No news of Mireia Belmonte, no finals in Rome

Mireia Belmonte (31), the best Spanish swimmer of all time, is passing through the European Championships in Rome on tiptoe and in silence.

Thomas Osborne
Thomas Osborne
17 August 2022 Wednesday 00:36
32 Reads
No news of Mireia Belmonte, no finals in Rome

Mireia Belmonte (31), the best Spanish swimmer of all time, is passing through the European Championships in Rome on tiptoe and in silence.

After a year of absence from the international scene–since the Tokyo Games–, the swimmer from Badalona reappeared in the continental championships, without a minimum, filtered by the technical direction of the Spanish Federation with the idea of ​​“helping her progress in competitions and goals that will take him to Paris 2024”, which should be his fifth Games. Without pretensions, neither medals nor brands. She only began to recover feelings of competition, take the tone to get in shape for the next Olympic event, and, above all, lower the high expectations that surround her.

I wanted to go unnoticed, escape from pressure (also the media). And she is succeeding.

He signed up for five events, skipping the 800 and 1,500 distances to preserve his battered shoulders and focus on more prone distances. Yesterday, the penultimate day of competition, she swam the fourth, the 200 butterfly, her star event, in which she became one of the queens of the pool with the Triple Crown (2016 Olympic gold, 2017 world gold and 2014 European gold). The modality in which she achieved her last golds... already five years ago.

The result: as disappointing as in the previous three tests. She was also left out of the final, 11th among the 16 semifinalists (and 15th out of 19 in the preliminary), separated by young girls 10 years younger such as the Danish Helena Rosendahl Bach (22), the British Keanna Macinnes (21 ) or the promising Júlia Pujadas (20), from CN Sant Andreu, 10th, one and a half seconds faster.

At least, Belmonte surpassed her contemporary and great historical rival Katinka Hosszú (33), the iron lady, who refuses to leave the elite, despite finishing 13th in the 200 butterfly and 8th in the final of 200 styles.

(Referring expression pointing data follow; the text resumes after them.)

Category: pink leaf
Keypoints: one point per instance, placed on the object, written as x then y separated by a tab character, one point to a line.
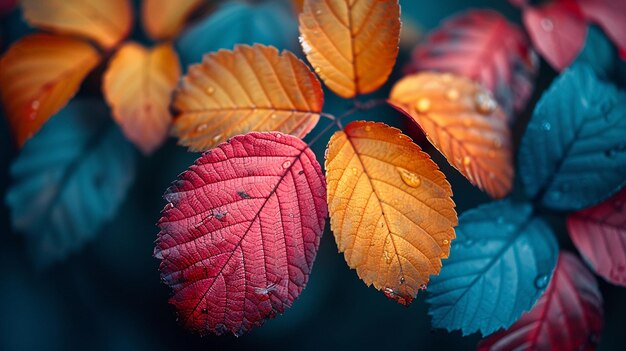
557	30
610	15
239	235
568	316
483	46
599	233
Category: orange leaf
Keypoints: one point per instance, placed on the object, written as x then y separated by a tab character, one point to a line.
39	75
105	21
390	208
138	86
253	88
164	19
462	121
352	45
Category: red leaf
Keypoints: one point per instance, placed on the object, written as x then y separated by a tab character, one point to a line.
599	233
239	235
568	316
610	15
557	30
483	46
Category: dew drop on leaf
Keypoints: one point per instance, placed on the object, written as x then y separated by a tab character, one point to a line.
409	178
485	104
541	281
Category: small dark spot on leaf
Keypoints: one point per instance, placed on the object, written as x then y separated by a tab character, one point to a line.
243	194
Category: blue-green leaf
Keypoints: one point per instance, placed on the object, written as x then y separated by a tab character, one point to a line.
599	53
69	180
271	23
573	154
500	263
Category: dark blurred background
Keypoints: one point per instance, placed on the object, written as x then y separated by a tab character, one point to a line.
109	295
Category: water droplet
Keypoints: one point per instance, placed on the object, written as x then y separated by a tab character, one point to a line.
497	143
546	24
541	281
387	257
452	94
485	104
422	105
409	178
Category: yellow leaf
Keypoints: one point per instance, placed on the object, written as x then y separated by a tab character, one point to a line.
138	85
38	75
353	45
163	19
463	121
253	88
390	208
105	21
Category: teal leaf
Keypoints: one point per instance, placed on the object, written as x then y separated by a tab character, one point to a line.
69	180
599	53
499	265
573	154
271	23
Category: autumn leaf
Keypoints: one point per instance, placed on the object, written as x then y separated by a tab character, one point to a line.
483	46
391	209
568	316
252	88
138	85
462	121
240	232
352	45
105	21
38	75
164	19
599	233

In the four events swum, Belmonte's times have also not been encouraging. If the time of the 200 butterfly, 2m14s01, was very far from the best records (Bach's 2m08s48) and from his best days (2m04s85 that he set in Rio'16), he had not fared much better in the previous three tests: 10 .ª in the 400 IM (7:17 behind the champion Mihalyvari), 15 hundredths from entering the final of the event in which she was 4th in Tokyo; 32nd of 34 in the 100 butterfly (5.27 behind the champion); and 14th of 16 in the semifinals of the 200 IM (at 3.63).

Zero end of four. Today she will have the last option in the 400 free, a test in which she was a triple European medalist (silver in 2012 and bronze in 2014 and 2016). They were different times.

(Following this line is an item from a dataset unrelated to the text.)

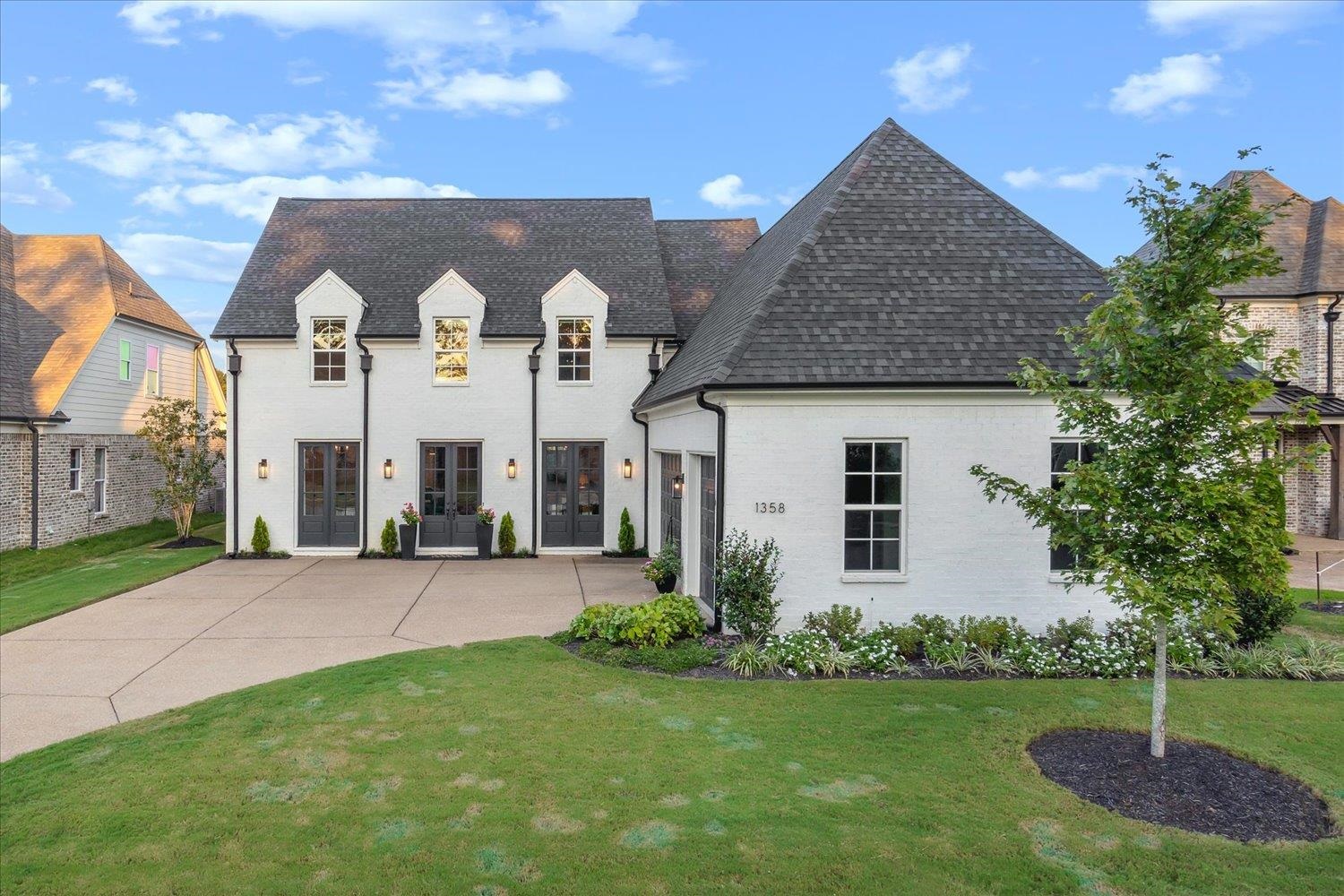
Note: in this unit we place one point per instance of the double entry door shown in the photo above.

Rome's Mireia Belmonte is a shadow of the dominating swimmer she was for nearly a decade, between 2008, when she broke out with gold at the Eindhoven European Championships in the 200m, and 2017, when she picked up her latest World Cup successes. from Budapest. The injuries, the physical wear and tear of so many years and her age are taking their toll. The woman from Badalona is reluctant to drop out of the elite, but five years without results (her 4th in the 400 styles in Tokyo, 23 hundredths of the bronze, was her best achievement) point more to the path of decline than to the comeback.

His road book involves not putting pressure on himself, for gradually growing with the working group that Ben Titley and Olaf Wildeboer –his new coach– have created in the Sant Cugat CAR, to end up getting the minimum for Paris, his probable end of the journey . She will then be 33 years old (those Hosszú is now).

In Rome, the initial stage of the return journey, he had to rediscover the taste of competition. No final and very discreet marks, far removed from those he achieved not so long ago. The 200 butterfly swam yesterday in 9 seconds more than the gold of the 2017 World Cup, his last great success...

And, in this transition, Belmonte takes refuge in silence. He has not stopped even once in the mixed zone of the Foro Italico, as all his colleagues have done. “Mireia doesn't want to talk”, is the response to the request from the media –among them, this newspaper– to know his state of form, his mood, his plans, his feelings. He has to wait.